Gli stessi trovano espressione nella robusta voce di Diego che, con estremo coinvolgimento ed ottima capacità interpretativa, tra il recitato ed il cantato, concretizza ritratti di inquietudini e debolezze diffuse, in un continuo e decadente essere in bilico tra un profondo male di vivere - consapevolezza dello stesso ma in extremis speranza ed intima voglia di risalire.

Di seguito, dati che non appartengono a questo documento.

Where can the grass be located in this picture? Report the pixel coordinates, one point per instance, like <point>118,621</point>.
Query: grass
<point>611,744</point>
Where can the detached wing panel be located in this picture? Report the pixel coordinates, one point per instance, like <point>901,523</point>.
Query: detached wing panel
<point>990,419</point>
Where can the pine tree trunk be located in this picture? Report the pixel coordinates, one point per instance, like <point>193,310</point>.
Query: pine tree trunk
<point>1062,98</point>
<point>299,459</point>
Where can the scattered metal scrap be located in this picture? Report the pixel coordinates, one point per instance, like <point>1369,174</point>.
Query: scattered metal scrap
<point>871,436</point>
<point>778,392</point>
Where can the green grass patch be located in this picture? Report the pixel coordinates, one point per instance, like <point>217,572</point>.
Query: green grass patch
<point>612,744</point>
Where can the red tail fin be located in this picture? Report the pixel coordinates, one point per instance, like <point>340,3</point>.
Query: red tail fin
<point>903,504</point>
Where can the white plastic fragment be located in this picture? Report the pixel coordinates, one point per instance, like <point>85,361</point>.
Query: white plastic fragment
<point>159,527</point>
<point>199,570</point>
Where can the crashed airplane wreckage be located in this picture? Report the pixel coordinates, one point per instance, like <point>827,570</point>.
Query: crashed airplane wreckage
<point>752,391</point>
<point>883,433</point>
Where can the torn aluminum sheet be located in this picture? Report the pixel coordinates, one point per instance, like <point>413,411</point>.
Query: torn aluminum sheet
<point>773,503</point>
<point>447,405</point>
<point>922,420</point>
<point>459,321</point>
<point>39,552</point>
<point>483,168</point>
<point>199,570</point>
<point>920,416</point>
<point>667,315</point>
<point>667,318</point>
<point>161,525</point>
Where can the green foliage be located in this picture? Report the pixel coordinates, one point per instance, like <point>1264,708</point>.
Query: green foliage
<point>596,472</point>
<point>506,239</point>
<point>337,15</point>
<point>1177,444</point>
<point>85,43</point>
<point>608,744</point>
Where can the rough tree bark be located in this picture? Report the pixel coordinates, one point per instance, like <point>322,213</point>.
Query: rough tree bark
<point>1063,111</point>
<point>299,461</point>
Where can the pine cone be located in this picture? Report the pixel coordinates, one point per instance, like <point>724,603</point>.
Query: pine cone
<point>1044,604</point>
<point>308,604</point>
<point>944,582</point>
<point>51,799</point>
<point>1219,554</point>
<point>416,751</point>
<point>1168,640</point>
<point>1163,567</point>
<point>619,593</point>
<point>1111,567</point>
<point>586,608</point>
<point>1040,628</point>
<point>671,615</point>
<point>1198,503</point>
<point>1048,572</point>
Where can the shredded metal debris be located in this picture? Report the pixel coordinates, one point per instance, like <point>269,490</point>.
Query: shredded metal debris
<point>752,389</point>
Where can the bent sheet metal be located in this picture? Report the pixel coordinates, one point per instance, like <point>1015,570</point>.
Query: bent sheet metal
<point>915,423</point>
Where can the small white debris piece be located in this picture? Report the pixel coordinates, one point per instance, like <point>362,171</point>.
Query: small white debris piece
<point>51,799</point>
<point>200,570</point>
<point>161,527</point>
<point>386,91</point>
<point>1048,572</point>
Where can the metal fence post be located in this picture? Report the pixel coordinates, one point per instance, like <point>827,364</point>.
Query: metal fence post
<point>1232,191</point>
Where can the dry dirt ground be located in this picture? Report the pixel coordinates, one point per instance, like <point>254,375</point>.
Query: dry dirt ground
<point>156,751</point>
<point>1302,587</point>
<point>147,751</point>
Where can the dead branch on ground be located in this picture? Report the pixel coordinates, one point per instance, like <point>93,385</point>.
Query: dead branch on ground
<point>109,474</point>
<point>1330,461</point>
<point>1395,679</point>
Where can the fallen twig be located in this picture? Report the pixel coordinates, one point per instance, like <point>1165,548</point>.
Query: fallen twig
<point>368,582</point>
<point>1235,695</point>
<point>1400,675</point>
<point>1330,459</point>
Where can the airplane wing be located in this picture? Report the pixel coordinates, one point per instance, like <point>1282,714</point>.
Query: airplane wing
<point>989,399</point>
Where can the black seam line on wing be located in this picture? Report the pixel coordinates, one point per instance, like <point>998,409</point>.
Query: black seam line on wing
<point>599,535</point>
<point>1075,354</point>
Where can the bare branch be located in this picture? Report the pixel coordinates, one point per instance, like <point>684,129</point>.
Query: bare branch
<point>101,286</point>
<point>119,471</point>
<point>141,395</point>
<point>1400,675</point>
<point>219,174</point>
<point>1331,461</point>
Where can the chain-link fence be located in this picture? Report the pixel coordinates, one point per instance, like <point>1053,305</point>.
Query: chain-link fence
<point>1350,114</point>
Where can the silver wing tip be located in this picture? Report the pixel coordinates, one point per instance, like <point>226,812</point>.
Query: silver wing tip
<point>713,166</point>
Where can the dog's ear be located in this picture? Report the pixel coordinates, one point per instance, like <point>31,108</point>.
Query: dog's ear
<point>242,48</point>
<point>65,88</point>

Molto appassionante, e forse la più ‘compiuta’, è la terza traccia, “Un segno”, scandita da un’energica sezione ritmica solcata da una graffiante e ruvida chitarra in duello con un autorevole piano, e gli interventi vocali perfettamente dosati ed incastonati nell’insieme strumentale. Atmosfere gotiche per “Dublino”, con il piano in lontananza a forgiare una dimensione onirica, mentre in “Rovi di rose”, dal testo molto poetico, affiora una venatura pop incattivita da un’ostinata chitarra metallica, che ha il sopravvento nella sincopata “Quella sera”, inasprendo anche le dolci melodie pianistiche.
Sensibile il tentativo di creare un proprio stile, con risultati persuasivi in questi quattro pezzi, in particolare grazie alla poco confondibile voce ed al supporto pianistico. Direi che è stata intrapresa una buona strada per rinvigorire con raffinatezza il rock ‘in italiano’; nel caso specifico, considerate le buone premesse e l’intento pretenzioso, si attendono conferme sulla lunga distanza.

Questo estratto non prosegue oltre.